I went to work for Isack Morley who was counselor to Bishop Partridge and also Patriarch. I remained in his service until I was called upon to take up arms in defence of my brethren and my religion. Father Trilion was our captain. I was in his service until we were sent to Snodgrasses Mill to guard it. Then I remained under command of Alton Tuly and John Murdock as guard until the morning of the 29th of October when I was sent to Log Creek with Aron Daniels to bring a cow to the milk. We were taken prisoners by a company of Jackson Co. Mob Militia. We were brought to the Main Camp and a strong guard plasd over us. There I remained until the next night when I was called upon with eleven men to carry up the body of one of our company by the name of Cary who had his head mashed in by one who was called Montgummery when we was led over Goos Creek

General Lucius addressed us in the following manner: “Gentlemen I advise you to disperce through the Country and live as other men do for your city will be rushed tomorrow. As for your leaders you will never see them again for their doom is fixed their die is cast and death is inevetible their portion for they are to be shot tomorrow morning at eight o’clock. He then dismissed us.

We went to Fare West, my friends rejoiced to see me again but my hart was sad for the things I saw was it going to come on us, our Beloved prophet and leaders prissoners in the midst of the Demons of hell and sentenced to be shot.
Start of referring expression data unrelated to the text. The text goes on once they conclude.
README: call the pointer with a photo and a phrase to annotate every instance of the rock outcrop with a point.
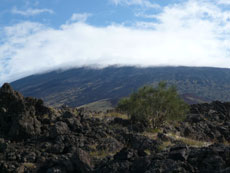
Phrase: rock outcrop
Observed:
(36, 138)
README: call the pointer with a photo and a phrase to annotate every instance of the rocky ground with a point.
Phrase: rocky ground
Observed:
(36, 138)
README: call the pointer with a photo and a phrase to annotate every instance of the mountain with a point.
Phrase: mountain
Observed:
(80, 86)
(37, 138)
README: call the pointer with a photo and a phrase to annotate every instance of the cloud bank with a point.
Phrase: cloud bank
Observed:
(31, 12)
(194, 33)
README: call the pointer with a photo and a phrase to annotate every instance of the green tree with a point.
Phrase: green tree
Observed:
(153, 106)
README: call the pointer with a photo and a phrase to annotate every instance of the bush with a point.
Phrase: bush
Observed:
(154, 106)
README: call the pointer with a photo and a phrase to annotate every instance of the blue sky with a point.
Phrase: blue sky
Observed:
(38, 36)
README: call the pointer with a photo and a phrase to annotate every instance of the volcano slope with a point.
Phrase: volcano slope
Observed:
(81, 86)
(36, 138)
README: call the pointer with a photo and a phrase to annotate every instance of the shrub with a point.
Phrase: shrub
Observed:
(152, 106)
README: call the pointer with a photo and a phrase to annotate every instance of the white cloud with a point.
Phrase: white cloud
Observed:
(82, 17)
(30, 11)
(194, 33)
(225, 2)
(143, 3)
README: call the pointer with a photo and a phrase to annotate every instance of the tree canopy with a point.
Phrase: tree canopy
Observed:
(152, 106)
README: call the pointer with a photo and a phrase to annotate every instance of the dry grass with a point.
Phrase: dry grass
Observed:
(150, 135)
(111, 114)
(188, 141)
(164, 145)
(100, 154)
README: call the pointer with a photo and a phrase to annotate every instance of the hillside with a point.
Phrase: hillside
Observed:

I know what it was for I had just came from there when they brought into the camp I could not compare it, their yelling to nothing but yelings of the damned. For further particulars see the persecution of the Saints; for I shared in it all.

We removed to Quinsy, Adams Co., Ill. Where I resided until the spring of 1842 when I went to Massidonia and on the 10th of April when I went to Nauvoo with Samuel Croggins and was ordained an Elder under the hands of Jesse Baker and started on a mission to Indiania the next morning. We preached in every settlement until we got to Crawfordsville, Ind. There we remained and preached in the country around there 2 months. We then returned home.

No more of importance until the 16 of July 1846 when I enlisted in the Mormon Betalion and I was detached with those that came to the valley on 28 July 1847 and returned with the hors teams to the States. Went to St. Joseph, Buchanan Co. Mo. Where I married Betsy Ann Snyder, daughter of Samuel and Henrietta M. Snyder. Emigrated to the valley in 1849 in company with him in whose service I am at preassant.

To close I bare my testimony that I know that God in the last days has spoken from the heavens and called his servants Joseph and Brigham and Heber and many others.